There is something deeply satisfying about shipping a tool that runs locally, produces a file, and lets you explore it without sending telemetry to the void.
If you are a defender, you already know this feeling: we have enough systems that want data. Sometimes you just want a tool that gives you clarity.
Final TL;DR
OID-See exists because OAuth risk in Entra is a relationship problem.
- Tables make you miss abuse paths.
- Graphs make abuse paths obvious.
- Microsoft metadata sometimes lies or at least misleads, especially around publisher and ownership.
- Verified publisher is valuable, but unverified apps can still look Microsoft-shaped.

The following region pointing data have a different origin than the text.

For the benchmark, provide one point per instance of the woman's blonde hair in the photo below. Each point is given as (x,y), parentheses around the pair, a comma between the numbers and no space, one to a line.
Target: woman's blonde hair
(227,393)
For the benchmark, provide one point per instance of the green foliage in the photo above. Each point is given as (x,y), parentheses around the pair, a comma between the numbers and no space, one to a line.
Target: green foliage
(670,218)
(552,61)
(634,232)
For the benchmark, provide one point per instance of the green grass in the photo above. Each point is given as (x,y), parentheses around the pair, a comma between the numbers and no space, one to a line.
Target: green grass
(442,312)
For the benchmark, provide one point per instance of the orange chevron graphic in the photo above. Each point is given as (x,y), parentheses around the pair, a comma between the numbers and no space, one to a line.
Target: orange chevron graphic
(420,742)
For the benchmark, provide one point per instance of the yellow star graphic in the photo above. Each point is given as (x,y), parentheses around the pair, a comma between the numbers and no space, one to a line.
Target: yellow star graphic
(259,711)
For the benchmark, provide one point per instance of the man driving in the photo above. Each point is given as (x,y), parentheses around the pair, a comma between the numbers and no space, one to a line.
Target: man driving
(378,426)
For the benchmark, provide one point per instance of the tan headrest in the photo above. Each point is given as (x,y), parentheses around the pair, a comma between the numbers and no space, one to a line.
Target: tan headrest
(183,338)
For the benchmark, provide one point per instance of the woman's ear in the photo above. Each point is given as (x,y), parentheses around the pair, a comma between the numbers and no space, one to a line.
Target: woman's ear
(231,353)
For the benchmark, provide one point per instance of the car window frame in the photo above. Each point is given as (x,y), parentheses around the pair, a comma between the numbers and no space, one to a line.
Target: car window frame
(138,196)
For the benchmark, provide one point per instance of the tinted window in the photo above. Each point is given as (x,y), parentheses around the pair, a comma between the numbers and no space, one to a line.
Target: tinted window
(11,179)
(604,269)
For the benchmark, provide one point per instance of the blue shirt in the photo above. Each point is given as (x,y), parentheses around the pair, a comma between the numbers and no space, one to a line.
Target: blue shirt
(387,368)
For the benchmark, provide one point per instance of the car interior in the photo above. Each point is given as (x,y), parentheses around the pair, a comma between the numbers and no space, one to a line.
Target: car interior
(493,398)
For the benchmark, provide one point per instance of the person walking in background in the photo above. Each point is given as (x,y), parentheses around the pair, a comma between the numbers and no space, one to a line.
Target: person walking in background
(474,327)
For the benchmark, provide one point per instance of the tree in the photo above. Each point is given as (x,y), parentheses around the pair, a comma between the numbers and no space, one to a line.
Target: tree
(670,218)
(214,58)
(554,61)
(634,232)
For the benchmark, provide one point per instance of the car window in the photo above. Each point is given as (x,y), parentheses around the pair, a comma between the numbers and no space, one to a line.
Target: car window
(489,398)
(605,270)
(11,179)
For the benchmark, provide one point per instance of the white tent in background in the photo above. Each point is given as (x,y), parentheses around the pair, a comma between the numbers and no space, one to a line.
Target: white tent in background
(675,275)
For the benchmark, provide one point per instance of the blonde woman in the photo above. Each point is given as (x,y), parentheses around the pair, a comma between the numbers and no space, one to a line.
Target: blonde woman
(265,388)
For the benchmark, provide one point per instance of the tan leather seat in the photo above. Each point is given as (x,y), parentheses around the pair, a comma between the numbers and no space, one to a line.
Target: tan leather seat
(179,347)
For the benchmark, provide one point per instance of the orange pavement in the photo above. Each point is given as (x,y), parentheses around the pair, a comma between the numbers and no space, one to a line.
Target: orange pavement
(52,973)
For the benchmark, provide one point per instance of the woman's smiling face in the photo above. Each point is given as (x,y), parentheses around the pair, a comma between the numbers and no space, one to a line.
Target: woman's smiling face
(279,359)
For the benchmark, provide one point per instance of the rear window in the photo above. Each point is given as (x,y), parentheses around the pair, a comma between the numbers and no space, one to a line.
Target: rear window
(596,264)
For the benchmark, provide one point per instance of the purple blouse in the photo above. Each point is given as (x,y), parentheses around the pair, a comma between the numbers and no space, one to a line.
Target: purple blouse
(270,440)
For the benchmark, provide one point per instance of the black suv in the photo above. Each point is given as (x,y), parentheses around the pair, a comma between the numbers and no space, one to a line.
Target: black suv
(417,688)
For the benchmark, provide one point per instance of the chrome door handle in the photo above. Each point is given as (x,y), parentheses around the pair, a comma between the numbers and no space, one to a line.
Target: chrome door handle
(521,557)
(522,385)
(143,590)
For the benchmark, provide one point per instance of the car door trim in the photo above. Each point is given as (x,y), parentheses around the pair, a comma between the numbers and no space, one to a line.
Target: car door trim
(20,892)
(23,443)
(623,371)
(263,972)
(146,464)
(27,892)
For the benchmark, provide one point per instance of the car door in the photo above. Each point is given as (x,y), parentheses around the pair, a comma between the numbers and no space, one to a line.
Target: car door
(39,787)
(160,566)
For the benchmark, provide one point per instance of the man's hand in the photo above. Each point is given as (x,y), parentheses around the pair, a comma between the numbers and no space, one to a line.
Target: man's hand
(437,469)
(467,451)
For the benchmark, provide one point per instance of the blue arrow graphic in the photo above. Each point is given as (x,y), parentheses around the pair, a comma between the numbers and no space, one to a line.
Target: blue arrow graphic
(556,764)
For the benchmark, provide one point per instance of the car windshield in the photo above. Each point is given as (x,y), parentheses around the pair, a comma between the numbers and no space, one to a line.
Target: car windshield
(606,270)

- Reply URLs and domain provenance matter a lot, but naive checks create false positives.
- Scoring needs to be explainable, tunable, and careful about what it claims.
Also, you should absolutely be giving your OAuth apps the side-eye.
If you want a GIF to set the tone for your first scan report, I recommend one of:
- The “community” meme: “Oh no, that is not good.”
- The classic: a goose staring suspiciously at the camera (geese are the real threat)
Now go play:
- https://oidsee.app/ (viewer UI hosted by me - you can also build and run in npm locally, instructions in the repo)
- https://github.com/OID-See/OID-See/tree/v1.0.0 (Repo with all docs and source code for viewer and scanner
Appendix: terminology quickies
- Service principal: the in-tenant representation of an application, including assignments and grants.
- Delegated scopes: permissions an app uses on behalf of a signed-in user.
- Application permissions (app roles): permissions an app has as itself, often with larger blast radius.
- Reachability: how many principals can use the app, and whether assignment gating exists.
- Identity laundering: Microsoft-shaped metadata that can mislead trust decisions for unverified apps.